The decision to start the process comes within days of An Bord Pleanála giving Energia permission to build a data centre in Huntstown, Co Dublin, in partnership with tech giant Microsoft. It also comes as Energia enters the final days of its financial year to the end of March.

I Squared, founded 13 years ago by former executives at Morgan Stanley’s infrastructure arm, acquired Energia – then known as Viridian Group – in 2016 from Bahrain’s Arcapita Bank for €1 billion. Arcapita had owned the company for almost a decade.

The US firm subsequently sold a minority stake in Energia to an unknown investor the following year and set up a holding company over the business in the Cayman Islands.

I Squared made two unsuccessful efforts to sell the company before now, in 2018 and 2020.

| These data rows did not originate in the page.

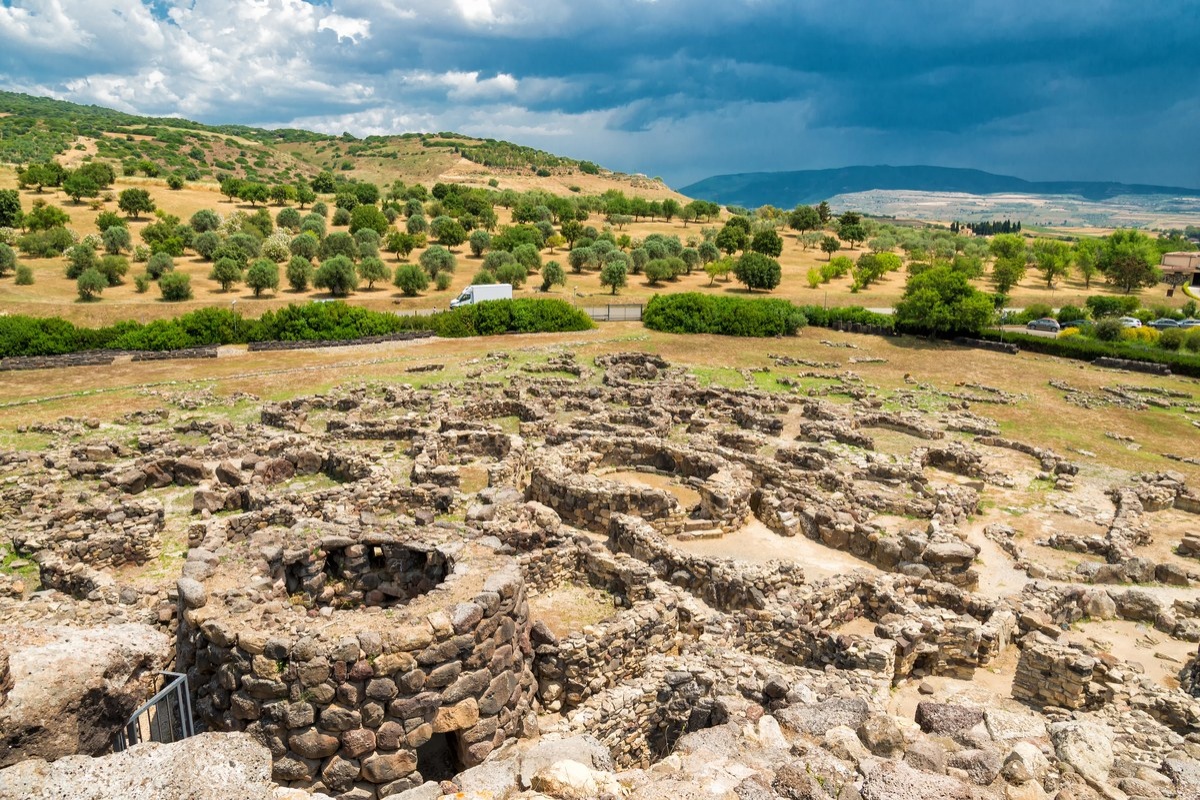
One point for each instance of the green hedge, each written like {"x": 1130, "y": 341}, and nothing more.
{"x": 22, "y": 336}
{"x": 846, "y": 316}
{"x": 525, "y": 316}
{"x": 1089, "y": 349}
{"x": 700, "y": 313}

UK-based Octopus Energy is teaming up with Canada Pension Plan Investment Board to consider a bid for Energia, industry publication PeakLoad reported in recent days.

Other potential bidders include investment giants KKR, BlackRock and Brookfield and utility groups Centrica and SSE, say sources.

Energia reported earlier this month that its earnings before interest, tax, depreciation and amortisation (Ebitda) dipped to €238.3 million for the nine months to the end of December from €246.7 million for the same period in the previous fiscal year.

The three parts of Energia’s business – renewable energy, a flexible electricity generation business, and a unit supplying customers – have proven to be complementary in recent years despite upheaval across energy markets.

Ebitda in its renewables business, which owns 358 megawatts (MW) of wind assets and purchases electricity from 1.19 gigawatts (GW) of third-party green energy producers, and customer solutions unit, which supplies 866,700 homes and businesses on the island of Ireland, declined over the nine months amid lower energy prices.

However, earnings in its flexible generation unit, mainly made up of two combined cycle gas turbine plants in Huntstown with a total capacity of 747MW, advanced. This was fuelled by greater use of the plants – used to plug gaps in electricity supplies in the Greater Dublin Area – during the period as well as the opening earlier this year of an emergency 50MW gas-fired electricity plant on the Huntstown site.

The approval of the data centre will give investment banks marketing Energia a fresh angle to pitch the company’s growth opportunities to potential suitors. Energia also has a solar energy pipeline of more than 1,200MW.